The Institute for Policy Research sponsored Monday’s forum, “Reflections on the 2012 Election,” during which participants analyzed election results.
The forum attracted an audience of more than 50 IPR faculty members and graduate students to Annenberg Hall. IPR spokeswoman Patricia Reese said the audience consisted of students and faculty from a variety of fields, including political science, anthropology, sociology and economics.
“It was a pretty diverse crowd,” she said.
Tove Eliasson, a graduate student visiting NU from Sweden, said she attended the forum because she is interested in American politics.
“I think it’s interesting to listen to real political scientists and not journalists,” she said.
IPR fellow and political science Prof. James Druckman moderated the event, which featured a panel of three other IPR professors. Druckman stressed the importance of particular swing states in this year’s election.
He explained that if 300,000 votes, or one-tenth the electorate, had voted differently in four key states — Florida, Ohio, Virginia and New Hampshire — former Massachusetts Gov. Mitt Romney could have been elected president.
“This was a very close election,” Druckman said.
However, panelist and political science Prof. Benjamin Page said increasing populations of minorities that overwhelmingly voted for President Barack Obama on Nov. 6 are tipping the demographic composition of the country in the Democrats’ favor.
“If you add up minorities of all sorts, Republicans have lots of reasons to worry,” he said.
Panelist and sociology Prof. Monica Prasad said exit poll data from The New York Times indicates voters are split along racial lines. She showed pie charts demonstrating an overwhelming majority of non-whites voted for Obama, while the majority of whites voted for Romney.
“This election shows that we have not gotten over our racial divisions at all,” she said.

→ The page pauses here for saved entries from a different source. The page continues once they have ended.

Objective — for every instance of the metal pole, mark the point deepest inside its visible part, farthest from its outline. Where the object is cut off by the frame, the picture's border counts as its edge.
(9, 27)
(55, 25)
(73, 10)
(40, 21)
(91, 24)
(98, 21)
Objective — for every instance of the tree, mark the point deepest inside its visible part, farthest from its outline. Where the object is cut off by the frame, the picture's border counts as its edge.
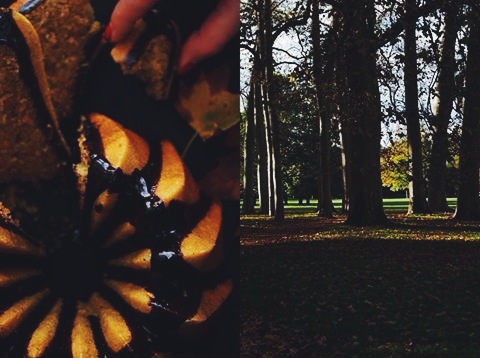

Page said another major problem facing Republicans and what may be “the biggest single story of the election” was the influence of the ultra-conservative Tea Party.

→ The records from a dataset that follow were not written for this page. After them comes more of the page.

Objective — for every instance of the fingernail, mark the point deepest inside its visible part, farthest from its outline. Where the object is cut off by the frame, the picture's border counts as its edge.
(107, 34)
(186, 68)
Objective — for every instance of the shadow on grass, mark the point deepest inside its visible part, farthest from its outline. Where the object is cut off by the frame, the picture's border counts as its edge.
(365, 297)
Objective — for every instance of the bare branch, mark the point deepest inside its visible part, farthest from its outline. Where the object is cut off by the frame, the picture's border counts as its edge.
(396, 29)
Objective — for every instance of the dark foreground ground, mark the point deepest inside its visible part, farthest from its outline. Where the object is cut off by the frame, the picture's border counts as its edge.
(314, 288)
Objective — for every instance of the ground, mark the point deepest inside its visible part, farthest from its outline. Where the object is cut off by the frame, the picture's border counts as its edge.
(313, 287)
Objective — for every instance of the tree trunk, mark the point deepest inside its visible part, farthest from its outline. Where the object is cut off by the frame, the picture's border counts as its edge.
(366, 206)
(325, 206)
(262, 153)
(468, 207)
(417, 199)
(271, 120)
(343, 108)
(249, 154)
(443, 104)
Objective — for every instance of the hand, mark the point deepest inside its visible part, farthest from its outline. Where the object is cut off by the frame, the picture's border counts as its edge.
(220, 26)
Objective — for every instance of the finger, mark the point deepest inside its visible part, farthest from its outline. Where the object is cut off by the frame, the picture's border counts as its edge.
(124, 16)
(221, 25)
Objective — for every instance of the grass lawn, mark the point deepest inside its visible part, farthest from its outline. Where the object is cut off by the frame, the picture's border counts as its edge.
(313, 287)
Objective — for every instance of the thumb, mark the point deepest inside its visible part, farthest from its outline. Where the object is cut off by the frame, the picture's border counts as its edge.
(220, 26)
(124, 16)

“The Tea Party crashed and burned in a major way,” he said. “I think the Tea Party had a whole lot to do with Republican losses of the presidency and the Senate.”
The Tea Party has driven the social policies of the Republican Party too far to the right to win national elections, he said.
“Even though moderate Mitt came out looking pretty good to most voters, he was still stuck with having opposed the DREAM Act, having said some bizarre things about (women’s issues),” he said.
Panelist and political science Prof. Daniel Galvin echoed this sentiment. He said that while he believes parties adapt to the changing electorate, the nominating process impedes change within the parties.
The forum also addressed the campaigns’ different approaches for influencing voter turnout — persuasion versus mobilization.
“It might be very hard now, given the vast amount of media choice that people have, to directly be able to persuade them,” Druckman said. “We might see more effort toward mobilization, and it seems to me at least in this election that that may have been one of the keys to Obama’s victory.”